Patroni has no control to which zookeeper nodes it is connecting to, it is handled by kazoo.
Also, you are not using a real zookeeper.

Thank you for a quick reply. I have other setup with real zookeeper which never hit such issue in ~2 years but it uses an older Patroni version (2.1.4) and never experienced network partitioning.

Even if this problem is not related to Patroni but to kazoo or clickhouse-keeper the connection state handling could be improved to explicitly handle exception kazoo.exceptions.ConnectionClosedError at least to avoid calling "_load_cluster" method every couple ms (probably as a result of call done in the daemon main loop: main.run_cycle->ha._run_cycle->ha.load_cluster_from_dcs->ha.dcs.get_cluster->zookeeper.__get_patroni_cluster->zookeeper._load_cluster) or better - to re-initialize connection to DCS - but I know too little of Patroni codebase to suggest any feasible solution especially given other functionality that can be easily broken (like DCS Failsafe Mode or "fast" shutdown of postgres if leader lost DCS connection mentioned here #1346 (comment)).

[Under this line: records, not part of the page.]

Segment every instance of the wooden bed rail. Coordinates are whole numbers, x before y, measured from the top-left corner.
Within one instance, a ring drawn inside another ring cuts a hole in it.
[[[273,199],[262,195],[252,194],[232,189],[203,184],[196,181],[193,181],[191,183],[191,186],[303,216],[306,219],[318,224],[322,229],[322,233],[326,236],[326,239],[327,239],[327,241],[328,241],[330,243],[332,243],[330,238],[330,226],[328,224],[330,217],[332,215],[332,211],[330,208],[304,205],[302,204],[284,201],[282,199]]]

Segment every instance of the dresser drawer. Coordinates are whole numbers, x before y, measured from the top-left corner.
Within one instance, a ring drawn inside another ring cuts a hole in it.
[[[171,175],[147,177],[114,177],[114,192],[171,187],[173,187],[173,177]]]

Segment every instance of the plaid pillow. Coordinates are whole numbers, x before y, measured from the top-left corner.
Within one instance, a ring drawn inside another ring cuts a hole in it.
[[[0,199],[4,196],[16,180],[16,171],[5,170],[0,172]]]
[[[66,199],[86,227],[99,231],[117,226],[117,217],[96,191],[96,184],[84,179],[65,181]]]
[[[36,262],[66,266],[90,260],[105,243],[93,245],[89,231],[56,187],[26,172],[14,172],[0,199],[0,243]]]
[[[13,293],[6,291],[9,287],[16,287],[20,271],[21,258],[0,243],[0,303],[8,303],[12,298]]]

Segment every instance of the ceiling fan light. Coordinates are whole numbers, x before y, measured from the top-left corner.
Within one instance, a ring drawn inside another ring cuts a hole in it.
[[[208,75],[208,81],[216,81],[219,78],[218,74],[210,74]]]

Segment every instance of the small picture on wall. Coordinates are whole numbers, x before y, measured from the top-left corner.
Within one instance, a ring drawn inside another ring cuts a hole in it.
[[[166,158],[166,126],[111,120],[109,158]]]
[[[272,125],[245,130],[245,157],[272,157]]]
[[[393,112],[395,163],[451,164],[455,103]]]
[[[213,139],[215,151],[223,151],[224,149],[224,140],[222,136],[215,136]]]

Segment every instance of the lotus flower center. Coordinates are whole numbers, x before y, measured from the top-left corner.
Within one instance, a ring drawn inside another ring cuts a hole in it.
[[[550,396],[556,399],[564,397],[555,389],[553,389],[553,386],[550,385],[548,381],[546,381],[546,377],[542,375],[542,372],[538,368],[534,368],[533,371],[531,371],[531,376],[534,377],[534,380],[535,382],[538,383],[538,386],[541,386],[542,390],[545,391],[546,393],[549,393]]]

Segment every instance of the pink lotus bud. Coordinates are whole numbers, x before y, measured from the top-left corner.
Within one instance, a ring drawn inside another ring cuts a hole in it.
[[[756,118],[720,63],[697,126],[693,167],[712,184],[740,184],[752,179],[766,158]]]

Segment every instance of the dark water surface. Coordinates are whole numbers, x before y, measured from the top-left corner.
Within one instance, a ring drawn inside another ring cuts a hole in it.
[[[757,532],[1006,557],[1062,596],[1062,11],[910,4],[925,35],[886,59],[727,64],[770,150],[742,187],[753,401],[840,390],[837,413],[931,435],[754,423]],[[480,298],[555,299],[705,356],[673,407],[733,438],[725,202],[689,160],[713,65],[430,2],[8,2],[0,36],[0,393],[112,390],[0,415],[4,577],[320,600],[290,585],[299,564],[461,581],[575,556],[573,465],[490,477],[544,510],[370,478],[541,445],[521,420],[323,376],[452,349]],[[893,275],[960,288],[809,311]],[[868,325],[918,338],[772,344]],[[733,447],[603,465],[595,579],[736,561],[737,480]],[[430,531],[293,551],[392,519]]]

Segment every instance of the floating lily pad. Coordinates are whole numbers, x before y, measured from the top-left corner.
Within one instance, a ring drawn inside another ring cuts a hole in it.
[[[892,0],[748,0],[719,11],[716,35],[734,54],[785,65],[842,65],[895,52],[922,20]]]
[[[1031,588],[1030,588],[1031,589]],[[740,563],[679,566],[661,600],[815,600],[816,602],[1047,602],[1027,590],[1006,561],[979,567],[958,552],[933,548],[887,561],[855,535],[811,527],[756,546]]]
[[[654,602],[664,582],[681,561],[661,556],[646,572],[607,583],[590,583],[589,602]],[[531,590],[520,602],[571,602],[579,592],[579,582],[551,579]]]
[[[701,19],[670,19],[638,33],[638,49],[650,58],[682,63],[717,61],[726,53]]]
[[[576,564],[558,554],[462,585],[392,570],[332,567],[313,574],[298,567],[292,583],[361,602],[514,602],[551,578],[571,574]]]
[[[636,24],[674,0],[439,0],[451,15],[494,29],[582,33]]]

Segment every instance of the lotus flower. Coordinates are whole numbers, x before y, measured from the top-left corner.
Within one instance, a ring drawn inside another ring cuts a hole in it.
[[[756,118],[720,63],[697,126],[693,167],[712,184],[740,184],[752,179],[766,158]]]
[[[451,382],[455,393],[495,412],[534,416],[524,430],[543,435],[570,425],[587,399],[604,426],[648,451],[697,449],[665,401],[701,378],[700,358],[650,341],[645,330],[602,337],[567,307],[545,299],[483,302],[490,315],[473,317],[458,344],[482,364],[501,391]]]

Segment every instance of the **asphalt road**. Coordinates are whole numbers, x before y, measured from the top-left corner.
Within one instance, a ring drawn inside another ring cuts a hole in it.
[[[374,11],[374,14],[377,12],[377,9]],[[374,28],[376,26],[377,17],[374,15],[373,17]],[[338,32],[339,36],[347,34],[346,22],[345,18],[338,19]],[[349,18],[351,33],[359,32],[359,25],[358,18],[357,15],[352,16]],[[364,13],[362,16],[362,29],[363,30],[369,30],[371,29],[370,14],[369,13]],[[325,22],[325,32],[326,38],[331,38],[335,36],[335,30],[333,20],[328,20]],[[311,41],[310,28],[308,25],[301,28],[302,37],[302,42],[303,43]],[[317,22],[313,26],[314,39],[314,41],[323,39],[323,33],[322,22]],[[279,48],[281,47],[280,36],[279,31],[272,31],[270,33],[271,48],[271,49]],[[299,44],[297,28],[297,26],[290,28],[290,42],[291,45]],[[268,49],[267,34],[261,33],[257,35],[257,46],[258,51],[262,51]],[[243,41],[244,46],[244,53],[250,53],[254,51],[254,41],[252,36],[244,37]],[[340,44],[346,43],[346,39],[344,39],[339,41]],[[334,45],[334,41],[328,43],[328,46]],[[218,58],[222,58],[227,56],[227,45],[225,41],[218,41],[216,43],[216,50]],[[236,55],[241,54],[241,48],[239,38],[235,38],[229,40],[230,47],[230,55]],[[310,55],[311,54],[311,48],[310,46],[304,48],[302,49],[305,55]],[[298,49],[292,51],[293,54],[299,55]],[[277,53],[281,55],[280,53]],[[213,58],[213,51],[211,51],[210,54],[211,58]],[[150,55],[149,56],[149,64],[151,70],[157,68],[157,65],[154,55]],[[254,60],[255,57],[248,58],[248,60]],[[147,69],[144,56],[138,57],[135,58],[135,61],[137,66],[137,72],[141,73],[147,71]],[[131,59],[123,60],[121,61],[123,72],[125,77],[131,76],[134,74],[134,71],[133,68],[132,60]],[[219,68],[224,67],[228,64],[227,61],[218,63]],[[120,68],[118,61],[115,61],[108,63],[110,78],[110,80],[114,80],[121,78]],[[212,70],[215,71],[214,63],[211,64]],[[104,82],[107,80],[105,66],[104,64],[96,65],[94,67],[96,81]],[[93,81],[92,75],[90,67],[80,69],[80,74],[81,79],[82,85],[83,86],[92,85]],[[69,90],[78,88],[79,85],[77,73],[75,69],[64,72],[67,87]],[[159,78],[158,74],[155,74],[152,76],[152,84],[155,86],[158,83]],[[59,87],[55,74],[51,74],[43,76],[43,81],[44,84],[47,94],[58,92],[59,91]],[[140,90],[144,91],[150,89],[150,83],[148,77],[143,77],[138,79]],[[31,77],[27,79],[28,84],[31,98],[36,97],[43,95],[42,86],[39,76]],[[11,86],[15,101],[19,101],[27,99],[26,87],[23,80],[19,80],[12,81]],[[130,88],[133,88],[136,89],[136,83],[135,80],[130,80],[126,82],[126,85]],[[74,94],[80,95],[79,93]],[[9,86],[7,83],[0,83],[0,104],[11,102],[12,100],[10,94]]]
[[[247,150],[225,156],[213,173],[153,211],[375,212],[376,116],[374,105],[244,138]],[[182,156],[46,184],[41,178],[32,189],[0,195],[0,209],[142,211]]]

The failover worked, there was no data loss and in 2 out of 3 cases simple restart of Patroni service fixed lost replicas which is good enough. Also couple additional swichovers did not recreate the problem from my last comment.
The issue is minor.

@CyberDem0n could you please take a look at a naive attempt to mitigate the problem:
https://github.com/zalando/patroni/compare/REL_3_1...Girgitt:patroni:%232957-zk-conn-lost-loop?expand=1
and comment if restarting kazoo, when the connection to ZooKeeper is closed anyway and cluster data cannot be fetched, can possibly do more harm than good?
Unit tests for ha and zookeeper pass but I do not see kazoo connection or retrying-related exceptions being tested.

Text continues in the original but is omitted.